Studio album by Die Toten Hosen
- Released: May 5, 2017
- Genre: Punk, rock
- Length: 49:51
- Label: JKP
- Producer: Vincent Sorg, Tobias Kuhn

Die Toten Hosen chronology
| Entartete Musik – Willkommen in Deutschland (2013) | Laune der Natur (2017) | Das Laune der Natour-Finale (2019) |

Singles from Laune der Natur
- "Unter den Wolken" Released: 7 April 2017; "Wannsee" Released: 7 July 2017; "Alles passiert" Released: 5 November 2017; "Laune der Natur" Released: 4 May 2018;

= Laune der Natur =

Laune der Natur ("Whim of Nature") is the sixteenth studio album by German band Die Toten Hosen.
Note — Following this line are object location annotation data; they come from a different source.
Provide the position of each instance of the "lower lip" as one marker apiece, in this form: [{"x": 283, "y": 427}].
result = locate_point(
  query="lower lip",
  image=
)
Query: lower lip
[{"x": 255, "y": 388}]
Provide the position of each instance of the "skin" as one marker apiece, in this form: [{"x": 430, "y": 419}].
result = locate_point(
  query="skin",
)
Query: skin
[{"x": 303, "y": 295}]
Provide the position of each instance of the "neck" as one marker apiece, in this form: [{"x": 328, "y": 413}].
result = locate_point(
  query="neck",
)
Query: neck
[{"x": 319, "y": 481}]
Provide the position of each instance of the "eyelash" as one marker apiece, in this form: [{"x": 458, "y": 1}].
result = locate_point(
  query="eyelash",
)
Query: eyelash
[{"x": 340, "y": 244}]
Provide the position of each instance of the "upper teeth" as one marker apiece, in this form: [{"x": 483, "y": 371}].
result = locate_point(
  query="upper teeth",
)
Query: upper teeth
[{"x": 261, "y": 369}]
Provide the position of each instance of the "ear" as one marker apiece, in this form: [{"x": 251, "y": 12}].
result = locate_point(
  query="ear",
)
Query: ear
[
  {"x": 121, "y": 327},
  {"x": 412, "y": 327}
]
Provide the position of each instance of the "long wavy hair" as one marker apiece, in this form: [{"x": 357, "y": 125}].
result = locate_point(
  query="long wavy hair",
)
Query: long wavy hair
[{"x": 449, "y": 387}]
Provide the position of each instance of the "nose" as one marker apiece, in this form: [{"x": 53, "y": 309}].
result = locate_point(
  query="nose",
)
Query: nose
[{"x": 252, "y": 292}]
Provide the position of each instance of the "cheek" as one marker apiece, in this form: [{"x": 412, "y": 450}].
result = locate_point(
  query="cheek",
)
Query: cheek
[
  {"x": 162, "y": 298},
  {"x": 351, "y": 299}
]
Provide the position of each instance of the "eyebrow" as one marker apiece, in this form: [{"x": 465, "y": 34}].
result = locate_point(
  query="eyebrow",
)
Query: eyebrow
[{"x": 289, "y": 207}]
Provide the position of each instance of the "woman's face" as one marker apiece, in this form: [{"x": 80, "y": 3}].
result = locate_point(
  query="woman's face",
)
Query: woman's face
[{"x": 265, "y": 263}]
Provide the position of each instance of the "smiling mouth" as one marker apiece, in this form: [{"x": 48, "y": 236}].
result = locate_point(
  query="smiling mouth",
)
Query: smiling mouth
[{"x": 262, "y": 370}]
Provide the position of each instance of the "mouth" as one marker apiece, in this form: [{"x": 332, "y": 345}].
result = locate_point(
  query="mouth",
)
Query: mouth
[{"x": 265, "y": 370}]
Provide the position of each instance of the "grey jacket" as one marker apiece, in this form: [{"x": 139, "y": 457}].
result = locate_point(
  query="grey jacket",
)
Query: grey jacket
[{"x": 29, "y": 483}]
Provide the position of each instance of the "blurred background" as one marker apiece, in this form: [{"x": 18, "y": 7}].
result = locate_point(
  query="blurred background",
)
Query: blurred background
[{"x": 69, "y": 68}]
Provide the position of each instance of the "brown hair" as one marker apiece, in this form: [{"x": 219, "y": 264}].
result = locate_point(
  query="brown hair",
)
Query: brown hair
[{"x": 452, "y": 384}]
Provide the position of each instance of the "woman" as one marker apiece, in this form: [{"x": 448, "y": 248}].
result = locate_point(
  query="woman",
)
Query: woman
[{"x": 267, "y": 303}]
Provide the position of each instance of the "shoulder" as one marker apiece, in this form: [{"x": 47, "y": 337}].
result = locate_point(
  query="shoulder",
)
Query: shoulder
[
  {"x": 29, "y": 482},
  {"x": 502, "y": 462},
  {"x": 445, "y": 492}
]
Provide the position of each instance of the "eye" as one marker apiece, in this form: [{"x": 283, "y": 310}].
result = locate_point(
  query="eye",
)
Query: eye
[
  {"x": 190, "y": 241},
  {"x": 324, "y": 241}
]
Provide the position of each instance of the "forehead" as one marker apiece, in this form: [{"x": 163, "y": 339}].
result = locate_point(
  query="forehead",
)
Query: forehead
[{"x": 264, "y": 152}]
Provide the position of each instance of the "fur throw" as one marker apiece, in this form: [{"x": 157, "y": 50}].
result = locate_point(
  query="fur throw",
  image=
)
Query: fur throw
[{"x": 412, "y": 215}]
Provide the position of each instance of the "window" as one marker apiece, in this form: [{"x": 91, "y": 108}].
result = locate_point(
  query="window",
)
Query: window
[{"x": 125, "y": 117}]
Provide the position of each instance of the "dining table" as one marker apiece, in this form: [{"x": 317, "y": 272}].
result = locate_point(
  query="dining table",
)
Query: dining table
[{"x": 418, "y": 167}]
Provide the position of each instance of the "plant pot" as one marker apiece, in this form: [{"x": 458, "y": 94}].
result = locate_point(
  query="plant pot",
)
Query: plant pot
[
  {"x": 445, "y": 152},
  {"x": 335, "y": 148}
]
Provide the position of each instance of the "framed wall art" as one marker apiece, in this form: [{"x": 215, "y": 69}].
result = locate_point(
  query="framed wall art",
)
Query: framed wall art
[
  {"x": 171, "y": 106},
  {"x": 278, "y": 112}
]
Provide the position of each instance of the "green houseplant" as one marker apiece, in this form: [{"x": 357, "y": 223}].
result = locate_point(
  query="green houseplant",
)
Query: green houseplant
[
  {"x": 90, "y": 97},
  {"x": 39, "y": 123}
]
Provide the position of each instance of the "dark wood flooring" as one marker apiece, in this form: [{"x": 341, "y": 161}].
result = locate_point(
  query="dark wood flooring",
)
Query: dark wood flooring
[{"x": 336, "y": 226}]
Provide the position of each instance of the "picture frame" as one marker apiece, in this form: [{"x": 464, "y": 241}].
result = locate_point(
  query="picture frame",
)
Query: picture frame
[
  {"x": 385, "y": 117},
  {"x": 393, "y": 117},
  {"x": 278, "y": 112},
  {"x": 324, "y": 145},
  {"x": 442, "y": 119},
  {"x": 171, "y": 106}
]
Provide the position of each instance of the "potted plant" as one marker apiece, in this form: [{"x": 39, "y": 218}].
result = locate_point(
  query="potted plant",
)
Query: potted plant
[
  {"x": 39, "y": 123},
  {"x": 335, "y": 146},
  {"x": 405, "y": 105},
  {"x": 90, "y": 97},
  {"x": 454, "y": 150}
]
It was produced by Vincent Sorg and released both as a single and a double album together with the album Learning English Lesson Two on May 5, 2017 on the band's own label JKP. The additional album Learning English Lesson Two contains cover versions in English only and is not available separately.

== Tracklist ==
Laune der Natur contains 15 German-language titles that deal with death, loss (most notably those of Jochen Hülder and Wolfgang Rohde, their former manager and drummer, respectively) and transience of relationships. As with the previous studio album Ballast der Republik, some of the lyrics are a collaboration between Campino, the band's front man, and the hip-hop musician Marteria. The music title Unter den Wolken was added to the album as the first single in April 2017.
1. Urknall ("Big Bang") – 2:28 (Musik: Michael Breitkopf, Andreas Meurer /Text: Campino, Marteria)
2. Alles mit nach Hause ("Everything Home") – 3:18 (Andreas von Holst, Vincent Sorg / Campino)
3. Wannsee – 3:04 (von Holst, Sorg, Meurer / Campino, Marteria)
4. Unter den Wolken ("Below the Clouds") – 3:34 (Andreas von Holst / Campino, Marteria)
5. Pop & Politik ("Pop & Politics") – 2:53 (Tobias Kuhn, Campino / Campino)
6. Laune der Natur ("Whim of Nature") – 3:25 (Campino, Marteria / Jadu Laciny, Marteria, Campino)
7. Energie ("Energy") – 2:47 (Campino, Breitkopf / Marteria, Campino)
8. Alles passiert ("Everything happens") – 4:07 (Meurer, Sorg, Meurer / Campino, Marteria)
9. Die Schöne und das Biest ("The Beauty and the Beast") – 3:30 (Campino / Campino, Marteria)
10. Eine Handvoll Erde ("A handful of soil") – 4:40 (Andreas von Holst, Meurer / Campino)
11. Wie viele Jahre (Hasta la Muerte) ("How many Years (until Death)")– 3:14 (Breitkopf / Campino)
12. ICE nach Düsseldorf ("ICE to Düsseldorf") – 2:10 (Meurer, Kuhn / Campino)
13. Geisterhaus ("Haunted House") – 3:14 (von Holst / Campino, Marteria)
14. Lass los ("Let go") – 3:28 (Breitkopf / Campino)
15. Kein Grund zur Traurigkeit ("No Reason for Sadness") – 3:59 (Wolfgang Rohde and Cäpt’n Suurbier)

== Personnel ==

- Campino – vocals
- Andreas von Holst – electric guitar
- Michael Breitkopf – electric guitar
- Andreas Meurer – bass guitar
- Vom Ritchie – drums

==Certifications==

| Region | Certification | Certified units/sales |
| Austria (IFPI Austria) | Gold | 7,500^{‡} |
| Germany (BVMI) | 2× Platinum | 400,000^{‡} |
| Switzerland (IFPI Switzerland) | Gold | 10,000^{^} |
^{^} Shipments figures based on certification alone. ^{‡} Sales+streaming figures based on certification alone.